Give & Take: Do you have any advice for people who are new to gift planning?
Bierman: People who are just starting out need to appreciate the intricacies and subtleties of what they’re doing. It’s important that they don’t go rushing out to talk to donors on Day Two. They need to make sure they’ve taken the time to learn everything they need to know and have applied it in a non-risk situation. Above all else, they need to make sure they don’t give someone bad advice.

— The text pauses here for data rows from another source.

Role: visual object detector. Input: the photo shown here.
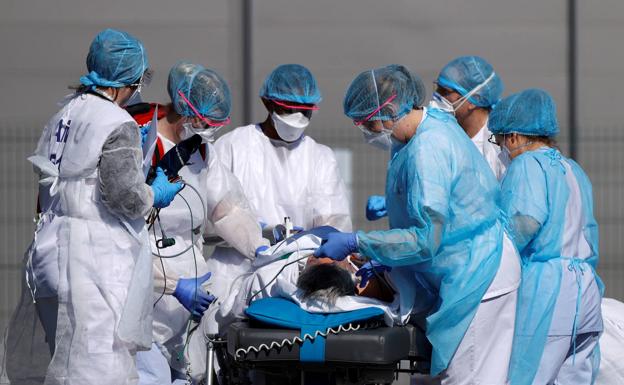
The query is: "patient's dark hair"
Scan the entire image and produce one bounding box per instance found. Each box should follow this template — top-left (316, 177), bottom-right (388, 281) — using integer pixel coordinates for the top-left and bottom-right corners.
top-left (297, 263), bottom-right (355, 305)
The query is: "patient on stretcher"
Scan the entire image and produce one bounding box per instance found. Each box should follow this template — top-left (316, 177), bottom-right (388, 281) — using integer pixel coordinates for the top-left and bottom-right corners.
top-left (297, 255), bottom-right (394, 305)
top-left (185, 230), bottom-right (413, 380)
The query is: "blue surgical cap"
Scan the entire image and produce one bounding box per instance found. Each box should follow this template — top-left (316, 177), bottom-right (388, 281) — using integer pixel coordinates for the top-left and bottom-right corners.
top-left (343, 64), bottom-right (426, 121)
top-left (488, 88), bottom-right (559, 136)
top-left (80, 29), bottom-right (148, 88)
top-left (260, 64), bottom-right (321, 104)
top-left (167, 62), bottom-right (232, 121)
top-left (436, 56), bottom-right (503, 108)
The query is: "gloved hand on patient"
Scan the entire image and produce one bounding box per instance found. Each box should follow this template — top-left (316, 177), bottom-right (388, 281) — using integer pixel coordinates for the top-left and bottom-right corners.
top-left (173, 272), bottom-right (216, 317)
top-left (366, 195), bottom-right (388, 221)
top-left (314, 231), bottom-right (358, 261)
top-left (297, 255), bottom-right (394, 304)
top-left (355, 260), bottom-right (392, 289)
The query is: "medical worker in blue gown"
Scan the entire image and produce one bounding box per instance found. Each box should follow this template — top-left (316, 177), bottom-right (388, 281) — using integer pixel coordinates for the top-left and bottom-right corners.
top-left (490, 89), bottom-right (603, 385)
top-left (315, 65), bottom-right (520, 384)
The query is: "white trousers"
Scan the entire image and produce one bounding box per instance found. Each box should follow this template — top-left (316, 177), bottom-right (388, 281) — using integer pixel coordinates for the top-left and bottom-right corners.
top-left (440, 290), bottom-right (518, 385)
top-left (533, 332), bottom-right (600, 385)
top-left (136, 343), bottom-right (171, 385)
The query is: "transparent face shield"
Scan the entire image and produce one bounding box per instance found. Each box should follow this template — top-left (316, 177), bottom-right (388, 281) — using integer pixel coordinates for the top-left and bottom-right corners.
top-left (178, 90), bottom-right (231, 141)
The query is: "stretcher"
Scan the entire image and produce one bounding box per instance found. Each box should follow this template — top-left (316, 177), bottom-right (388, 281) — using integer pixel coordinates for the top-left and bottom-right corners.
top-left (206, 296), bottom-right (431, 385)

Give & Take: What do you like most about your job?
Bierman: I get to meet people who are committed to changing the world. They often have financial and other advisors, but in many cases no one’s helping them intellectually structure their charitable giving. They have made the emotional decision to support Rotary, but once they decide that, what’s next?
It’s like a puzzle. When I have conversations with donors, they tell me pieces of information, some of which they may have no idea is valuable in addressing their challenges. When we start turning the pieces, not unlike a Rubik’s Cube, we sometimes find an option that solves several problems at once. This is where the right and left brain both come into play in many instances.
I love helping people who are using their wealth not for some percentage gain or investment return but to better the world we share. These supporters want to make the planet a better place for people to live. Helping them accomplish their goals is what makes my job so meaningful.